# very nice lot of alpha ceramic processors



## stevem4323 (May 4, 2012)

http://www.ebay.co.uk/itm/10-x-ALPHA-MILITARY-SPEC-CERAMIC-CPU-GOLD-PRECIOUS-METAL-RECOVERY-DEC-SAMSUNG-/320897985195?pt=UK_Computing_CPUs_Processors&hash=item4ab702aaab
just seen these on ebay and only a mile up the road from me


----------



## NobleMetalWorks (May 4, 2012)

There isn't enough gold in the CPU's to cover the cost of the auction. I have to assume you are posting these for people that are collectors? If so, the 21264A is worth less than the 21264B or 21264C. If you are selling them to collectors, you will get more money if you split them into lots of 1 or 2 chips, you not only will get more for them, but collectors would be more interested in buying them.

Scott


----------



## vegaswinner (May 4, 2012)

SBrown said:


> There isn't enough gold in the CPU's to cover the cost of the auction. I have to assume you are posting these for people that are collectors? If so, the 21264A is worth less than the 21264B or 21264C. If you are selling them to collectors, you will get more money if you split them into lots of 1 or 2 chips, you not only will get more for them, but collectors would be more interested in buying them.
> 
> Scott



Thanks for the heads up! Checked the batch and I have 5 of the 21264B's. If anyones interested PM me with offers, they will be listed on ebay sometime this weekend


----------



## glorycloud (May 4, 2012)

The first few lots of Alpha cpus he listed he was claiming that they
all had a gram of gold in each one. :lol: 

I see the seller no longer makes that claim on the new auctions.
I wonder who informed him of that minor overstatement?
Any forum member want to confess? :lol:


----------



## NobleMetalWorks (May 4, 2012)

I don't know if I ever emailed this particular person, but I have messaged a few on eBay, letting them know their figures are all screwy.

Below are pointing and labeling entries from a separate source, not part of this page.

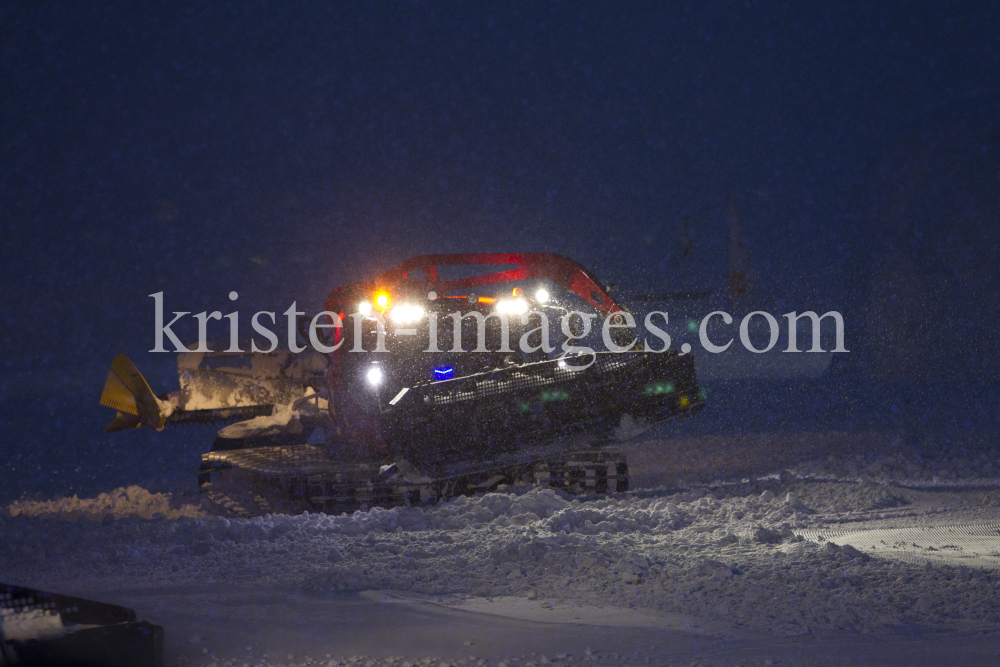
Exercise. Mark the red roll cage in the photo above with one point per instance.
(560, 270)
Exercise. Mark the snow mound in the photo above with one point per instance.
(121, 503)
(738, 559)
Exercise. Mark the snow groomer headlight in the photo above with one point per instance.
(406, 313)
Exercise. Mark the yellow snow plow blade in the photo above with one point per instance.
(128, 392)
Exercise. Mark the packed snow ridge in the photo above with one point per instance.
(712, 554)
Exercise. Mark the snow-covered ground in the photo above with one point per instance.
(833, 548)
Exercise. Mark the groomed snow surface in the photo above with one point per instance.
(817, 554)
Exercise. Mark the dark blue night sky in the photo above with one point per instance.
(282, 149)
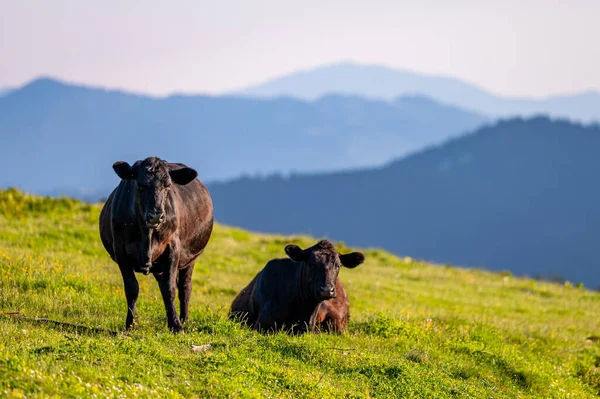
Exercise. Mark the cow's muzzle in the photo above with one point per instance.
(327, 291)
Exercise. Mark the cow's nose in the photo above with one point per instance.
(327, 291)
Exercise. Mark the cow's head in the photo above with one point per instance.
(323, 266)
(153, 180)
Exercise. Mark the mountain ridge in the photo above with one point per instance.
(374, 81)
(513, 195)
(54, 124)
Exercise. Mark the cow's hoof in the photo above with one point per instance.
(176, 328)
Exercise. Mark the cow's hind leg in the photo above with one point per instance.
(132, 290)
(184, 285)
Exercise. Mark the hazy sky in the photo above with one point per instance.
(510, 47)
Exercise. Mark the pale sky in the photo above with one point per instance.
(511, 47)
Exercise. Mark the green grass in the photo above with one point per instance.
(417, 330)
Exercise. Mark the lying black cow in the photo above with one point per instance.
(300, 293)
(158, 220)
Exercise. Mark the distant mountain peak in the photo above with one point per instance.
(387, 83)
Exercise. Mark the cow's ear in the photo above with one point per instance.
(295, 252)
(183, 176)
(352, 260)
(123, 170)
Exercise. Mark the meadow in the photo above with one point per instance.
(417, 330)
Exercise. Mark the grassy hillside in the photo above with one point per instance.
(417, 330)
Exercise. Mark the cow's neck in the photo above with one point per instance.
(306, 297)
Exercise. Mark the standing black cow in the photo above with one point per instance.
(297, 292)
(158, 220)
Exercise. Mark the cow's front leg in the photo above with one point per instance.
(184, 284)
(132, 291)
(167, 281)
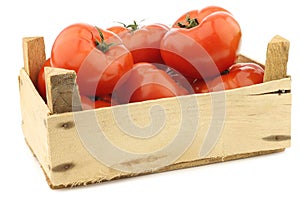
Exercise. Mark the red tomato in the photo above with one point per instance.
(144, 42)
(98, 56)
(146, 82)
(41, 85)
(202, 43)
(88, 104)
(238, 75)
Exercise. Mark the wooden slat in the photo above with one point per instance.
(34, 56)
(34, 120)
(62, 90)
(277, 58)
(253, 115)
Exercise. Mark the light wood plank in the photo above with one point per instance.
(62, 90)
(277, 58)
(34, 56)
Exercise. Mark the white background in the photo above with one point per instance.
(275, 176)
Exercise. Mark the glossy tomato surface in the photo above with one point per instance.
(98, 57)
(202, 43)
(144, 42)
(146, 82)
(88, 104)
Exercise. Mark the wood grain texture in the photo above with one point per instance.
(212, 127)
(34, 56)
(277, 58)
(62, 90)
(250, 119)
(34, 120)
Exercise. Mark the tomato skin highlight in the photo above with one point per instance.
(79, 47)
(41, 84)
(146, 82)
(239, 75)
(205, 50)
(144, 42)
(88, 104)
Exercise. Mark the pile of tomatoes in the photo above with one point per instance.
(128, 63)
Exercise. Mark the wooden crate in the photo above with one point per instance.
(84, 147)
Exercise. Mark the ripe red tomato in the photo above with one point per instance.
(238, 75)
(202, 43)
(98, 57)
(144, 42)
(88, 104)
(41, 85)
(146, 82)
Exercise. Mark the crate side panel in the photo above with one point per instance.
(73, 161)
(34, 114)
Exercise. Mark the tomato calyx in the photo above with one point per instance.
(227, 71)
(188, 23)
(131, 27)
(102, 45)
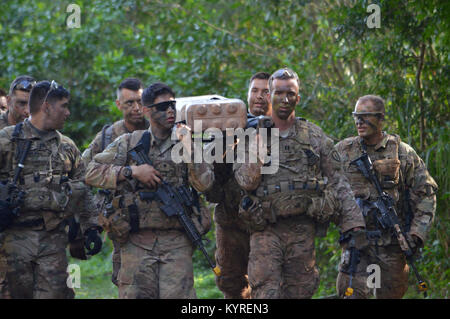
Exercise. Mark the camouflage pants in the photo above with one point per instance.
(282, 260)
(232, 250)
(156, 265)
(394, 274)
(33, 264)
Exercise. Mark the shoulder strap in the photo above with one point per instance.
(106, 136)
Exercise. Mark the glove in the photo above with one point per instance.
(6, 216)
(92, 236)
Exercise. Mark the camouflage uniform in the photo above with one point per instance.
(156, 261)
(33, 259)
(308, 190)
(4, 120)
(103, 138)
(400, 171)
(232, 237)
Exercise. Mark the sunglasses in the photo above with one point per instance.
(24, 85)
(163, 106)
(283, 72)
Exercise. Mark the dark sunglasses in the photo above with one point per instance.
(24, 85)
(163, 106)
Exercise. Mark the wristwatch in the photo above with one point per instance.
(127, 172)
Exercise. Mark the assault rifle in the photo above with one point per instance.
(11, 197)
(387, 217)
(174, 201)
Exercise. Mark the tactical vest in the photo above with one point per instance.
(150, 214)
(298, 185)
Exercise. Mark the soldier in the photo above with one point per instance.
(128, 101)
(3, 101)
(17, 101)
(258, 103)
(404, 176)
(36, 159)
(284, 210)
(156, 254)
(232, 237)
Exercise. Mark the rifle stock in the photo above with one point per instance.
(173, 202)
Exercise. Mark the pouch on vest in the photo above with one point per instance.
(115, 221)
(290, 203)
(201, 219)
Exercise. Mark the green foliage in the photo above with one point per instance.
(213, 47)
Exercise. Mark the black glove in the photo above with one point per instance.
(92, 236)
(7, 216)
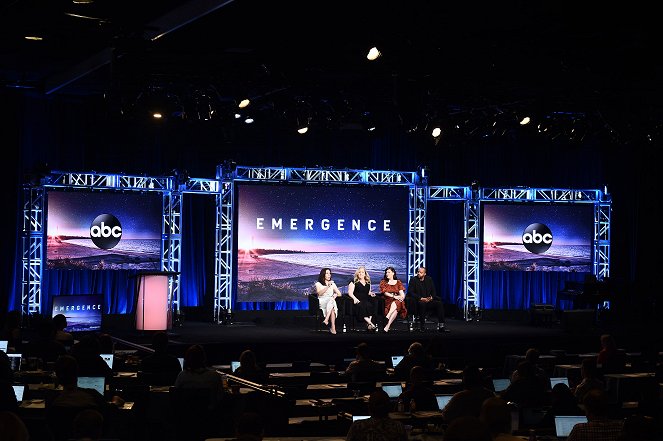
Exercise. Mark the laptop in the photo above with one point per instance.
(442, 400)
(18, 391)
(555, 380)
(395, 359)
(15, 361)
(96, 383)
(108, 358)
(500, 384)
(564, 424)
(394, 390)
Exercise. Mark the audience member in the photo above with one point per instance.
(468, 401)
(363, 368)
(418, 391)
(88, 425)
(12, 427)
(589, 380)
(416, 356)
(379, 426)
(598, 426)
(466, 428)
(249, 368)
(528, 389)
(160, 368)
(496, 415)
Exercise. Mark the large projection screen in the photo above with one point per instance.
(286, 233)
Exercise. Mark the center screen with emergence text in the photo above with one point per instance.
(287, 233)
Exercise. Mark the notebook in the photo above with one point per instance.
(18, 391)
(395, 359)
(555, 380)
(15, 361)
(442, 400)
(96, 383)
(500, 384)
(108, 358)
(564, 424)
(394, 390)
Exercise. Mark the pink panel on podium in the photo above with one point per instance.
(152, 307)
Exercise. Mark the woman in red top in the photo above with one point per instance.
(394, 296)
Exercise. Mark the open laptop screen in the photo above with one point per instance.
(393, 390)
(18, 391)
(96, 383)
(564, 424)
(108, 358)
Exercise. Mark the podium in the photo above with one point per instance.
(153, 310)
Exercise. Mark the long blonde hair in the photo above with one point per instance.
(367, 278)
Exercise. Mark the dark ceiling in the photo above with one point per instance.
(440, 59)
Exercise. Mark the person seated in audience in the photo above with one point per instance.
(496, 415)
(249, 427)
(87, 353)
(532, 355)
(45, 347)
(466, 428)
(419, 389)
(160, 368)
(249, 369)
(12, 427)
(416, 356)
(88, 425)
(562, 402)
(589, 381)
(363, 367)
(379, 426)
(64, 337)
(610, 358)
(598, 426)
(468, 401)
(196, 373)
(528, 389)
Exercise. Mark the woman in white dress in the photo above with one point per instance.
(327, 293)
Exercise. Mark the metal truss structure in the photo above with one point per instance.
(173, 188)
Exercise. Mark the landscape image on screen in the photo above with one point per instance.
(571, 229)
(287, 233)
(69, 218)
(83, 311)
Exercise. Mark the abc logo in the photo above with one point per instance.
(105, 231)
(537, 238)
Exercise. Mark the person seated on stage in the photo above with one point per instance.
(379, 426)
(418, 391)
(160, 368)
(422, 290)
(87, 353)
(363, 368)
(468, 401)
(328, 292)
(528, 389)
(589, 381)
(196, 373)
(416, 356)
(249, 369)
(496, 415)
(598, 426)
(394, 296)
(363, 298)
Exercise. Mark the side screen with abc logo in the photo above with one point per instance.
(537, 237)
(104, 230)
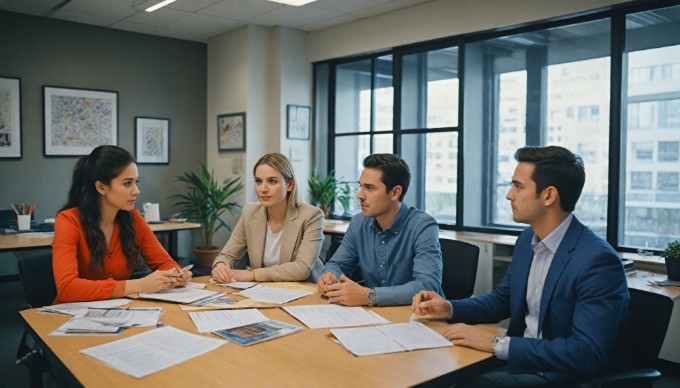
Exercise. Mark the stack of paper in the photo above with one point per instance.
(180, 295)
(209, 321)
(332, 315)
(398, 337)
(274, 294)
(143, 354)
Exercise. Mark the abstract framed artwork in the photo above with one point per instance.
(298, 122)
(10, 118)
(231, 132)
(78, 120)
(152, 140)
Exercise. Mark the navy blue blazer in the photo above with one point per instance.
(583, 314)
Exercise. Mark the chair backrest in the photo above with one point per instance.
(37, 279)
(460, 268)
(649, 314)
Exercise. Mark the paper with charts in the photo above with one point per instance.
(397, 337)
(152, 351)
(333, 315)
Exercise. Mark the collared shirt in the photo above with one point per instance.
(397, 262)
(544, 251)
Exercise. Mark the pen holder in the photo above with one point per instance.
(23, 222)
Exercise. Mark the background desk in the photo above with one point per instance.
(28, 241)
(306, 358)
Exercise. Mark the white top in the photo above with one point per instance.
(272, 248)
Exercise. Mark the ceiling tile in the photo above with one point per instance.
(241, 9)
(295, 17)
(159, 18)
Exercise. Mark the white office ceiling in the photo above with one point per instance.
(199, 20)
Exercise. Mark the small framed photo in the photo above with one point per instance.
(78, 120)
(298, 122)
(152, 140)
(10, 118)
(231, 132)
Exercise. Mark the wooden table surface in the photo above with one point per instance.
(305, 358)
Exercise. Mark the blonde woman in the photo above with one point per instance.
(281, 234)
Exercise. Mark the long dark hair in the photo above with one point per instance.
(103, 164)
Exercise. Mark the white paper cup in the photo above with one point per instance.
(24, 222)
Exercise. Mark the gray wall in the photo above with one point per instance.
(154, 76)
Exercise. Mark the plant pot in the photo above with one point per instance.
(206, 256)
(673, 268)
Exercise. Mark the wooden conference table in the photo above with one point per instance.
(306, 358)
(28, 241)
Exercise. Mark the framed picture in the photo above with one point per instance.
(298, 122)
(78, 120)
(10, 117)
(231, 132)
(152, 140)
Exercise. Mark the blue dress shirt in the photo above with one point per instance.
(397, 262)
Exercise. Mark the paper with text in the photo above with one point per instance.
(397, 337)
(332, 315)
(209, 321)
(152, 351)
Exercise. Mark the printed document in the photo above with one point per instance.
(209, 321)
(333, 315)
(180, 295)
(397, 337)
(273, 294)
(152, 351)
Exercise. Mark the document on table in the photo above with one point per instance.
(209, 321)
(180, 295)
(332, 315)
(152, 351)
(73, 308)
(273, 294)
(397, 337)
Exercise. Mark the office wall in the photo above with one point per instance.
(154, 76)
(436, 19)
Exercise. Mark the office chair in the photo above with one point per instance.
(37, 280)
(460, 268)
(649, 315)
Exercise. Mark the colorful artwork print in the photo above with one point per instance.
(10, 118)
(231, 132)
(77, 121)
(152, 140)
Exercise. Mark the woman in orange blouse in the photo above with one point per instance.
(100, 238)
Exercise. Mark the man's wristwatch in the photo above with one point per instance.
(372, 299)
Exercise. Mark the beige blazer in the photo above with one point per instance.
(300, 243)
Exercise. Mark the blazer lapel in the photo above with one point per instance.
(289, 238)
(258, 233)
(560, 260)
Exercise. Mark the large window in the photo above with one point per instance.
(651, 104)
(457, 110)
(548, 87)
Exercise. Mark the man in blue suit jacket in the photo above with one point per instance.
(565, 291)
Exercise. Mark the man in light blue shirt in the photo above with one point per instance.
(395, 246)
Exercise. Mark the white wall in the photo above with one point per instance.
(436, 19)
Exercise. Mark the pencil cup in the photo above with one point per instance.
(24, 222)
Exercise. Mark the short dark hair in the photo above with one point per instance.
(556, 166)
(394, 171)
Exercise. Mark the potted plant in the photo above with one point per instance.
(204, 202)
(672, 256)
(323, 191)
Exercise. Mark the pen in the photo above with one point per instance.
(188, 267)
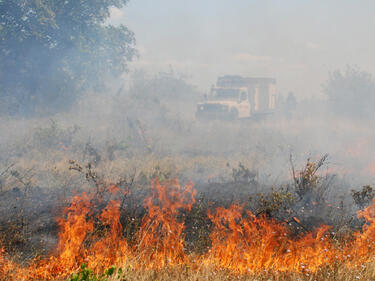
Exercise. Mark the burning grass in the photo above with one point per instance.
(243, 246)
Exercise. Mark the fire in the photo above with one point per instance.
(240, 241)
(160, 237)
(251, 244)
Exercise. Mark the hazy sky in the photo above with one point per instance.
(298, 42)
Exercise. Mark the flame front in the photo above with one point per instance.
(240, 241)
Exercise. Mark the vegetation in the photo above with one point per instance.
(52, 50)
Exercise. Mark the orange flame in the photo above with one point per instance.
(241, 241)
(160, 237)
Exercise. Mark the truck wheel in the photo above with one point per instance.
(233, 115)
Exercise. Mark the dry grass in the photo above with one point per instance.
(185, 273)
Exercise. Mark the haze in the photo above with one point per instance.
(297, 42)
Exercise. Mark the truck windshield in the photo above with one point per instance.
(227, 93)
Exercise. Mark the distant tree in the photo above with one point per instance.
(351, 93)
(51, 50)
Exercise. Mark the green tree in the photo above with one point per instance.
(351, 92)
(51, 50)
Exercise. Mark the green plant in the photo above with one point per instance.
(86, 274)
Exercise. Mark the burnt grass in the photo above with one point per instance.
(28, 215)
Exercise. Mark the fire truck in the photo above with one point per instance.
(236, 97)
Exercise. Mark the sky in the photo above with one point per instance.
(297, 42)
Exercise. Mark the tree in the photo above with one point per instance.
(351, 93)
(51, 50)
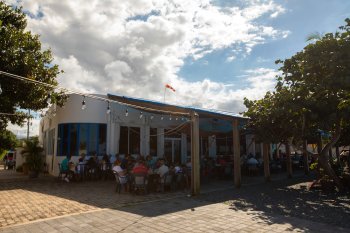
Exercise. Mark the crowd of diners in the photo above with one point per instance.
(125, 169)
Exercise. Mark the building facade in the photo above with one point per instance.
(128, 128)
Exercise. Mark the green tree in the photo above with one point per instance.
(8, 140)
(33, 155)
(21, 54)
(312, 94)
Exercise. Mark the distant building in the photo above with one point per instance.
(70, 130)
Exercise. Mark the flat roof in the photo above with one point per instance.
(210, 113)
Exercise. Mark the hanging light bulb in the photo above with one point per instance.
(83, 104)
(108, 109)
(49, 98)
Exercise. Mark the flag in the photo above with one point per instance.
(170, 87)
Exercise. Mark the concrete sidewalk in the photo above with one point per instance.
(175, 215)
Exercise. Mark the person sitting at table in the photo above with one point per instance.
(151, 163)
(122, 173)
(140, 168)
(80, 167)
(65, 168)
(163, 169)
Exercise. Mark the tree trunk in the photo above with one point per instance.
(337, 153)
(323, 159)
(288, 161)
(266, 162)
(305, 158)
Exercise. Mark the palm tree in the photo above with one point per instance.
(32, 153)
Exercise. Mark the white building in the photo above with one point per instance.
(70, 130)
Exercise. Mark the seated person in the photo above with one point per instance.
(140, 168)
(163, 169)
(150, 162)
(252, 161)
(65, 168)
(122, 173)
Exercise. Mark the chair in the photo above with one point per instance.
(252, 169)
(120, 180)
(61, 172)
(166, 181)
(140, 183)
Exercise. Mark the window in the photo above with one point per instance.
(153, 142)
(129, 140)
(51, 142)
(224, 146)
(83, 130)
(77, 138)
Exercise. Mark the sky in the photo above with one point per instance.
(212, 52)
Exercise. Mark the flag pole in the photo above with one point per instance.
(164, 94)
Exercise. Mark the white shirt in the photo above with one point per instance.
(252, 161)
(162, 170)
(118, 169)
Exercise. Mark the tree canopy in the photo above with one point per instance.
(21, 54)
(312, 95)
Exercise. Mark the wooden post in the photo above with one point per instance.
(266, 162)
(289, 161)
(195, 177)
(236, 154)
(306, 158)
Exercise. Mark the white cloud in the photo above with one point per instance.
(134, 47)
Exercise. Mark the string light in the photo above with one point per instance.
(83, 104)
(49, 98)
(108, 108)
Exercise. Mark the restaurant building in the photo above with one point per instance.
(123, 125)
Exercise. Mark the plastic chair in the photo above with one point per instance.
(166, 181)
(140, 183)
(120, 180)
(61, 172)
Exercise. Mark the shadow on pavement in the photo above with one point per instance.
(266, 202)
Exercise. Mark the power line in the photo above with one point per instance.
(68, 91)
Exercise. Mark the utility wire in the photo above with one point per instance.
(65, 90)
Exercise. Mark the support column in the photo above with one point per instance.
(183, 148)
(266, 159)
(306, 158)
(195, 178)
(288, 161)
(116, 137)
(147, 139)
(236, 154)
(160, 143)
(110, 139)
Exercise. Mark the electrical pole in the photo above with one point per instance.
(28, 124)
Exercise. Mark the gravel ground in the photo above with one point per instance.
(288, 198)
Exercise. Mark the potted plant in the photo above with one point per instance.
(33, 156)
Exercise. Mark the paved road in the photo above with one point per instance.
(174, 215)
(45, 205)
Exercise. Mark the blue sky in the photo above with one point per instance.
(301, 18)
(213, 52)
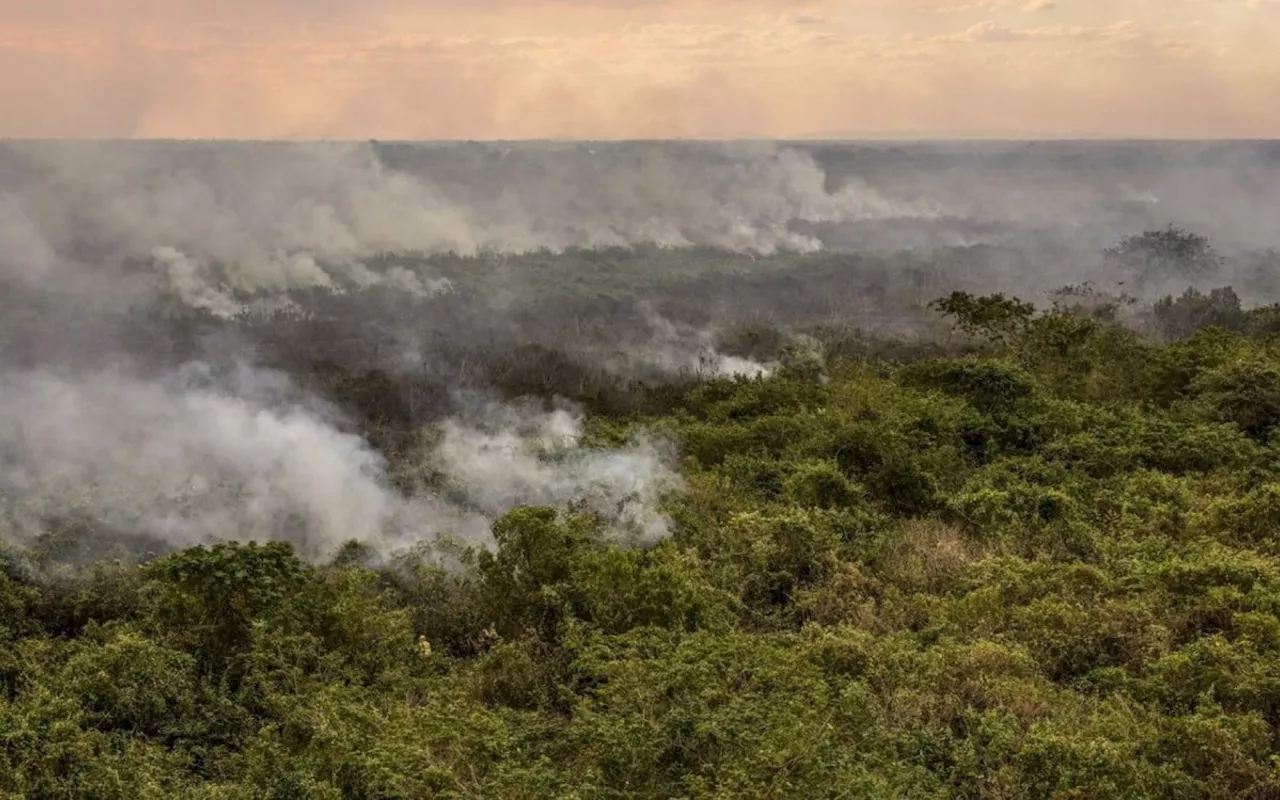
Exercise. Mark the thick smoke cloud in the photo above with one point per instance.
(222, 220)
(196, 457)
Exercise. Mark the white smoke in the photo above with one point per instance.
(504, 457)
(225, 219)
(673, 350)
(188, 460)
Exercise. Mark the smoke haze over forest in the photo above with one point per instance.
(127, 263)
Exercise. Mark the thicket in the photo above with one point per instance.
(1042, 563)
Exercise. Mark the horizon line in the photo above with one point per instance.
(904, 137)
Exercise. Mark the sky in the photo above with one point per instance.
(515, 69)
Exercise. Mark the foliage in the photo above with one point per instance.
(1046, 568)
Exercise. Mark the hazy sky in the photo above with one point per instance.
(638, 68)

The last guy I messaged about his auction was the one selling the dental scrap and claiming all kinds of things about it, yet stated he wasn't sure, etc.

If I know better I usually say something. I have always believed it's better to stand up and say something. If you are not standing up for something it usually means your falling for something.

Scott


----------



## vegaswinner (May 5, 2012)

considering these are the ONLY lots of alpha cpu's I have listed I would be interested to see the listing where I claim they contain a gram of gold??? :roll:


----------



## Anonymous (May 5, 2012)

Come on now Vegas,you knew what he meant.
http://www.ebay.co.uk/itm/PENTIUM-PRO-CPU-x-10-SCRAP-GOLD-RECOVERY-CERAMIC-PROCESSOR-PRECIOUS-METALS-/320896729356?pt=LH_DefaultDomain_3&hash=item4ab6ef810c


----------



## NobleMetalWorks (May 5, 2012)

vegaswinner said:


> considering these are the ONLY lots of alpha cpu's I have listed I would be interested to see the listing where I claim they contain a gram of gold??? :roll:





glorycloud said:


> The first few lots of Alpha cpus he listed he was claiming that they
> all had a gram of gold in each one. :lol:



Glorycloud was talking about the first few auctions, which could also mean that they are ended, which would also make it difficult to find any information on your previous auctions, if you were the one who posted them. He wasn't talking about your current auctions.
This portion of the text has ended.